An attitude of keep-calm-and-carry-on also appeals to Kashima Antlers boss Toninho Cerezo.
“Of course the approach of other teams, and how we play depending on other teams, might change, but fundamentally I think the things we have to do will be exactly the same as these past two years,” said the Brazilian, whose side finished third in 2014.
Sanfrecce Hiroshima’s Toshihiro Aoyama, who won consecutive J1 titles in 2012 and 2013, agrees.
“For us, the players haven’t changed all that much, so I think we have a chance [to become champion],” the midfielder said.
“If we can get off to a quick start, then we have a big chance in the first stage. I haven’t thought at all about the second stage yet.”
While a playoff berth can be assured with success in just one-half of the season, the team with the highest aggregate points will progress directly to the two-leg final.
It remains to be seen whether bypassing the potential quarterfinal and semifinal fixtures, which await the stage champions and overall second- and third-placed teams, is enough of a motivation to keep teams going at full throttle over both halves.
Of course, for some sides the sole focus will be gathering enough points throughout the season to preserve their top-flight status — with the three teams with the lowest points totals relegated.
“For us, it seems more likely than not that we will have to be thinking about our aggregate points,” said Yasuharu Sorimachi, coach of J1 debutant Matsumoto Yamaga.
“[The target] is survival, but saying ‘survival’ is pretty depressing so I prefer to phrase it as the ‘top 15,’” the Japan coach at the 2008 Beijing Olympics explained.
For plenty of other clubs not accustomed to picking up silverware, the incentive of being involved in the end-of-season bunfight is a tempting one.
“The possibilities have widened,” new Vissel Kobe coach Nelsinho said. “With one season, if you stumble at some point then you may not be able to achieve success at the end. With this system, if you don’t do so well in the first stage, you still have an opportunity in the second stage to become the champion.”
His captain, Jung Woo Young, is trying not to get too bogged down with the ins and outs of the format.
“The way of approaching games is exactly the same, if it’s one stage or two stages,” the South Korean midfielder said.
“The way of arranging the competition is not something that I came up with, and I think it’s best not to think too much about the structure of the season.”

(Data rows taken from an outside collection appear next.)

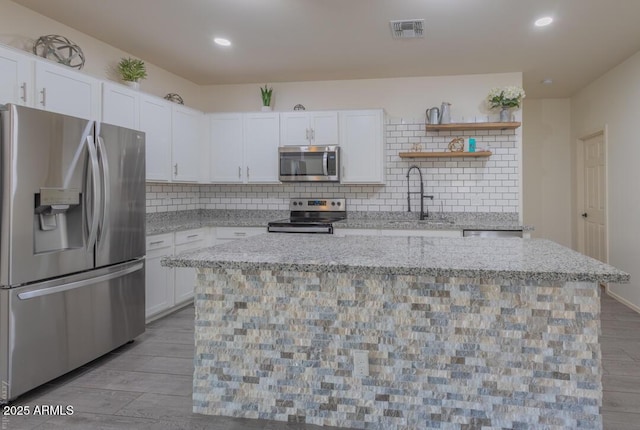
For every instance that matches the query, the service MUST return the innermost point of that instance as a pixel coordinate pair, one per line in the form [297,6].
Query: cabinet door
[155,121]
[324,128]
[120,105]
[185,277]
[226,148]
[295,129]
[261,141]
[362,147]
[63,90]
[16,78]
[185,144]
[159,279]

Hitoshi Morishita, who has taken over the reins at Sagan Tosu — another club which could benefit from the new structure — thinks that teams will ultimately struggle to achieve success by focusing energy on just one stage.

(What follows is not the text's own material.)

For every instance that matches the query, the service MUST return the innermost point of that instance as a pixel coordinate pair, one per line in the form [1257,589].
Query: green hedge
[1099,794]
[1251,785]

“If you do that, it is likely that the playoffs will become very difficult,” the 42-year-old explained. “The team’s growth will stop, so you have to aim for consistency. You always have to be aiming for progress and evolution within the team.
“It’s important to concentrate on the team’s style. The teams that play consistently will remain.”
There is a high probability that the five available playoff spots will be filled by some of the same clubs — there are eight different permutations overall — and Morishita admitted he is still unsure of how the allocations will be decided if a team finishes in the top three overall and wins either or both stages.
“It’s absolutely difficult to understand. Even now I can’t fully comprehend [how it will work],” he said, before adding that he, like Jung, is trying to avoid getting too analytical.
“If we just try to win one game at a time, that’s the simplest way. Instead of thinking about the specifics too much, simple is best.”
Whether the J.League itself should also have followed that advice will become clear over the next nine months.